Despite the challenges that craft beer is facing as market growth slows, Salt’s presentation struck a positive note highlighting the opportunities that the industry has to position itself with consumers and also with government.
He noted that as an agricultural-based manufacturing industry, brewing had a powerful lobbying case.
“That is the first big tick for the independent brewing industry,” he said.

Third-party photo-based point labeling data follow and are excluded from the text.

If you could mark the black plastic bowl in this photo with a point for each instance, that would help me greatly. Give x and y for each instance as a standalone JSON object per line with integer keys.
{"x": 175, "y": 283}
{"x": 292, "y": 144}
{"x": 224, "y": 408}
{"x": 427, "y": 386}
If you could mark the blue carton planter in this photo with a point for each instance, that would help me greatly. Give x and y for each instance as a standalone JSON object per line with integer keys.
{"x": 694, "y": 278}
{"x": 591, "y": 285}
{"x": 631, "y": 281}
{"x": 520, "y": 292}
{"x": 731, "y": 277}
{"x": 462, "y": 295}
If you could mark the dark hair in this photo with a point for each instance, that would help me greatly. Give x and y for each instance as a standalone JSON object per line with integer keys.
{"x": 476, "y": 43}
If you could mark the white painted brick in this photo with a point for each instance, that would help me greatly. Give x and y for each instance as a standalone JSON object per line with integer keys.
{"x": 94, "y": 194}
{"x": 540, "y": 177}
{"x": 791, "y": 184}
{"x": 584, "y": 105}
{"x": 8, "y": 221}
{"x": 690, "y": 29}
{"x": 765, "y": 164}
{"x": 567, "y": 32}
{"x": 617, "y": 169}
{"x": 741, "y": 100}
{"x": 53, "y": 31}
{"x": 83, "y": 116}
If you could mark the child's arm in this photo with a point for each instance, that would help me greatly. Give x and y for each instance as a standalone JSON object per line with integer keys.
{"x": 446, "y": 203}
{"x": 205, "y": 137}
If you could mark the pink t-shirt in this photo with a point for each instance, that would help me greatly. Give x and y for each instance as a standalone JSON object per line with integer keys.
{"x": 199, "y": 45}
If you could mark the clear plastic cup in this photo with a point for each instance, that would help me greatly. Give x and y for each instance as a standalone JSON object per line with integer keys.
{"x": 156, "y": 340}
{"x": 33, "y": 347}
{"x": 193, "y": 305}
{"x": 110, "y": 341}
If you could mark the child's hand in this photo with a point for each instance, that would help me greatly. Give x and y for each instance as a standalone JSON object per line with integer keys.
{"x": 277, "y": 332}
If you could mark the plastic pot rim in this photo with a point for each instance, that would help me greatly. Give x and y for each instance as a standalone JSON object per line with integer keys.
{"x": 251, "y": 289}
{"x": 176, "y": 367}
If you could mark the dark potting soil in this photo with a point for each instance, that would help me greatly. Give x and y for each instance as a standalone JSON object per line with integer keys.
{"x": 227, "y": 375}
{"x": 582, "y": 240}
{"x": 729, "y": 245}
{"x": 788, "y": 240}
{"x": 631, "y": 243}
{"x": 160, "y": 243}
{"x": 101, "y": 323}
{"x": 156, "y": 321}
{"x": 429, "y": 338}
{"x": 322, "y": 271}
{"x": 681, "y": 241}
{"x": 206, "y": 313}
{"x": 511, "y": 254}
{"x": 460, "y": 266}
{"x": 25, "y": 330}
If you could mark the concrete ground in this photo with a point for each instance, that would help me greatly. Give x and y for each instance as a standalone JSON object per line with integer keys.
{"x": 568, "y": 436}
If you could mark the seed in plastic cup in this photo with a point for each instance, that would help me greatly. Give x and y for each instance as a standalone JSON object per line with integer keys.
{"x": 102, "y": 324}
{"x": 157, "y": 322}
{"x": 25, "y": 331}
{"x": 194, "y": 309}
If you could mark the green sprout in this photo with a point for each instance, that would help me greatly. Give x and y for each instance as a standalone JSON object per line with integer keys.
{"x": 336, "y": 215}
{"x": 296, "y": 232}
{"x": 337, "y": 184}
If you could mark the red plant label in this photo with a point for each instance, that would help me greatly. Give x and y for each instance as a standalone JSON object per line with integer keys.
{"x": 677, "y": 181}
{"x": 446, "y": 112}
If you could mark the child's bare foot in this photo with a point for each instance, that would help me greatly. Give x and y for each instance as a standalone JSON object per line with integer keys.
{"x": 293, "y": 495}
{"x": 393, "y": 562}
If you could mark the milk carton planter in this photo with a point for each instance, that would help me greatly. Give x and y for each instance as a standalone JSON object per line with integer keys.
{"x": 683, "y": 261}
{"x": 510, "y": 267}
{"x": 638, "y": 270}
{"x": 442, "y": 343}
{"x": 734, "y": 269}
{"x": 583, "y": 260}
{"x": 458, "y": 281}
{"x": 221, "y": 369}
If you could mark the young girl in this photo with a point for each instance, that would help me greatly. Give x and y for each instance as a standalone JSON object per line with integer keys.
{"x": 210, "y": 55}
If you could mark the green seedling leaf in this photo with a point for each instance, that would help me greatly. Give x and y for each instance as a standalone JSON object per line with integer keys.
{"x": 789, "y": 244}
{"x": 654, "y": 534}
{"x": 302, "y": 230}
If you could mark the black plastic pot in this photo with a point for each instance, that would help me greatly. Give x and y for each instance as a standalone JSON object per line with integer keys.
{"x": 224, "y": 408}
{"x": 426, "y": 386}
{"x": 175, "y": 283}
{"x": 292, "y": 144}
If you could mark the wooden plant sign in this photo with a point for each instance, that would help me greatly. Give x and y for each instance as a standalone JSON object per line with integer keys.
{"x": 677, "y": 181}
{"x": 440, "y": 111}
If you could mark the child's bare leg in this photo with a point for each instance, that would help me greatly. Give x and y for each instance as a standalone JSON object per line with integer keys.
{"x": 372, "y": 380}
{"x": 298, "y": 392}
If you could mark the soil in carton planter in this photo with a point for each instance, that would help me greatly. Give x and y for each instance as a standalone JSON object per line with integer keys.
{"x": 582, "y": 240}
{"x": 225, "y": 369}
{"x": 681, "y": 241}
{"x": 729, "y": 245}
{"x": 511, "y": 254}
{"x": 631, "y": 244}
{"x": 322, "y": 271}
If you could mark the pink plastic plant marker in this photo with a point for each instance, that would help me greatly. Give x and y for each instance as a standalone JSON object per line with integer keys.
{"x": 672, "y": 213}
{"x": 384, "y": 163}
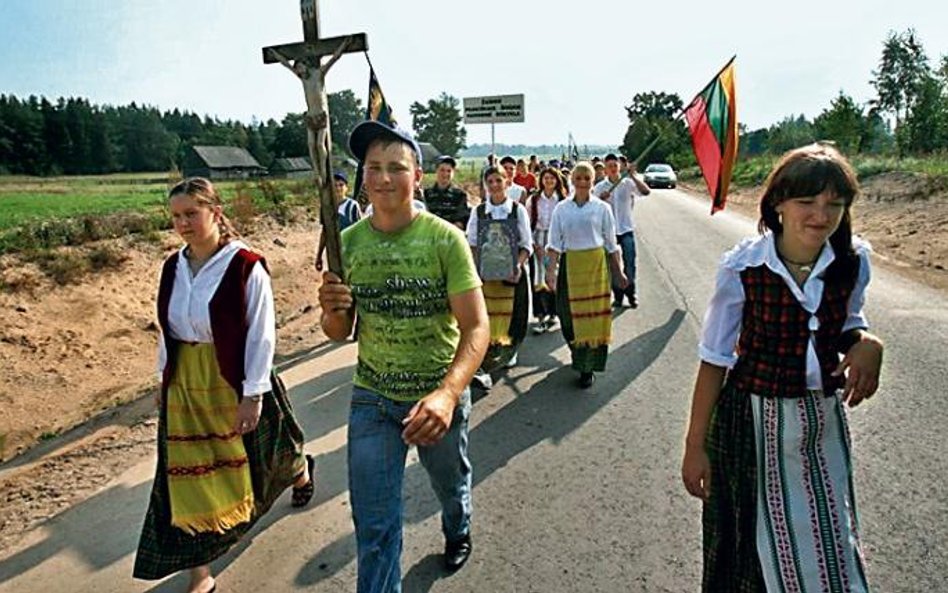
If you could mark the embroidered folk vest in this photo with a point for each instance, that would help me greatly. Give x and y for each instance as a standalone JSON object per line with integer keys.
{"x": 228, "y": 309}
{"x": 775, "y": 332}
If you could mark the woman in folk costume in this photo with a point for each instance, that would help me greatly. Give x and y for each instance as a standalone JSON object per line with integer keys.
{"x": 768, "y": 447}
{"x": 228, "y": 443}
{"x": 540, "y": 208}
{"x": 506, "y": 298}
{"x": 583, "y": 240}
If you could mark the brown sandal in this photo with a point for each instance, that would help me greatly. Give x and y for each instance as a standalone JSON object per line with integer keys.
{"x": 303, "y": 494}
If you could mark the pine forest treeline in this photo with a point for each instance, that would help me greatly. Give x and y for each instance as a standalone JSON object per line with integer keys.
{"x": 74, "y": 137}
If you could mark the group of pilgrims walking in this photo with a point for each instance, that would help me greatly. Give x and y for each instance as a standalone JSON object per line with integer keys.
{"x": 442, "y": 293}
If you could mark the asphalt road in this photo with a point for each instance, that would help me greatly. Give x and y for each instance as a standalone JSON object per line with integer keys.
{"x": 574, "y": 490}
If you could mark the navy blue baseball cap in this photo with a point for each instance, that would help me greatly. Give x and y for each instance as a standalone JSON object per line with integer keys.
{"x": 368, "y": 131}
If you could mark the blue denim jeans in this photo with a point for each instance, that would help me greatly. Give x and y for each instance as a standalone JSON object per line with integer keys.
{"x": 626, "y": 241}
{"x": 376, "y": 454}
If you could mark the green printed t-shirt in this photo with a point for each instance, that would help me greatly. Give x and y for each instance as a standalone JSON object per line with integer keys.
{"x": 401, "y": 282}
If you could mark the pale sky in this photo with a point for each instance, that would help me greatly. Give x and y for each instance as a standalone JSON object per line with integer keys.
{"x": 577, "y": 63}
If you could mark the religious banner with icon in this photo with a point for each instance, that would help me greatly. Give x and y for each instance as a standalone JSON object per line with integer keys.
{"x": 497, "y": 248}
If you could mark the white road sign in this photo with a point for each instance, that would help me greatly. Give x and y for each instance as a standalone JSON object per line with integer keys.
{"x": 496, "y": 109}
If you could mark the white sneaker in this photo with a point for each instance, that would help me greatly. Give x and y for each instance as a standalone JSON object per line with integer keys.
{"x": 512, "y": 362}
{"x": 483, "y": 380}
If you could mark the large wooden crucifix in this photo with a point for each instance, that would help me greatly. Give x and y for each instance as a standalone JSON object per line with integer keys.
{"x": 305, "y": 60}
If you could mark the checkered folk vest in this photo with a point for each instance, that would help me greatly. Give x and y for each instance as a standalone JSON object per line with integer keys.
{"x": 228, "y": 309}
{"x": 775, "y": 331}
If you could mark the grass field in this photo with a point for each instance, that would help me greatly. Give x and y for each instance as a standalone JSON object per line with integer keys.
{"x": 43, "y": 213}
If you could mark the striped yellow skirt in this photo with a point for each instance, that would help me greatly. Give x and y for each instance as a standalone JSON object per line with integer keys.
{"x": 208, "y": 475}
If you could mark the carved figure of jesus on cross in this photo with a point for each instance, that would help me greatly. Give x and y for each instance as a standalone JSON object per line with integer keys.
{"x": 305, "y": 60}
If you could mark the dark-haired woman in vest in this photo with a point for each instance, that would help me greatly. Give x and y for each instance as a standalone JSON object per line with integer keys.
{"x": 540, "y": 207}
{"x": 768, "y": 448}
{"x": 506, "y": 298}
{"x": 228, "y": 443}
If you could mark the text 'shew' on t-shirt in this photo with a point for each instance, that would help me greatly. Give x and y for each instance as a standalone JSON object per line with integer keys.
{"x": 401, "y": 283}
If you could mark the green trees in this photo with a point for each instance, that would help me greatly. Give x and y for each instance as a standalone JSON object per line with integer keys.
{"x": 909, "y": 112}
{"x": 913, "y": 93}
{"x": 439, "y": 122}
{"x": 843, "y": 121}
{"x": 651, "y": 115}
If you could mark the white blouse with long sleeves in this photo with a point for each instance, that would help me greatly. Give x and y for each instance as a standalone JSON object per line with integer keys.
{"x": 722, "y": 320}
{"x": 545, "y": 206}
{"x": 575, "y": 228}
{"x": 189, "y": 316}
{"x": 502, "y": 211}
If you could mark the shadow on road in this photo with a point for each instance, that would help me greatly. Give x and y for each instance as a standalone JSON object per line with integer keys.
{"x": 551, "y": 409}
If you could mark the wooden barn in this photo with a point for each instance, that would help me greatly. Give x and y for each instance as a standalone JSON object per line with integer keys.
{"x": 221, "y": 162}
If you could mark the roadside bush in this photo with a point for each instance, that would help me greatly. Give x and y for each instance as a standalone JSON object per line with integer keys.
{"x": 62, "y": 266}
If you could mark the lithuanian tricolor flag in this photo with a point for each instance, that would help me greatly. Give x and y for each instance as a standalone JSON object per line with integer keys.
{"x": 378, "y": 108}
{"x": 712, "y": 122}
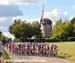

“I would say you are supporting and developing, you are engaging the supply chain into the Australian agricultural industry.
“And the second one is manufacturing. We [Australia] have outsourced that over the last 20 years through globalization.
“It’s time to bring manufacturing home,” he said.
“Imagine bringing agribusiness and manufacturing together in multiple sites across the Australian continent,” he said, noting that’s exactly what the brewing industry does.
Salt’s presentation developed several key themes introduced by IBA Chair Richard Watkins in his welcome address, including a growing focus on the development of a category growth strategy referred to as Beer Australia.
Watkins told Brews News after his speech that the term ‘Beer Australia’ has been bandied around the industry for a number of years and has recently become a greater focus.
“I think it’s time to actually have a crack at creating Beer Australia where all breweries in Australia work together to really sell a compelling story for beer,” he said.
“And we’ll certainly move it forward through the IBA once we work out exactly what the scope is and what it actually means to all our members.”
Beer Australia will be the focus of a panel discussion on Day 2 of the conference, featuring Richard Watkins, Owen Johnston from Hop Products Australia, Paul Daley from the Australian Cicerone Community and Bob Pease
BrewCon, the Association’s first since 2019, continues on the Gold Coast today and tomorrow.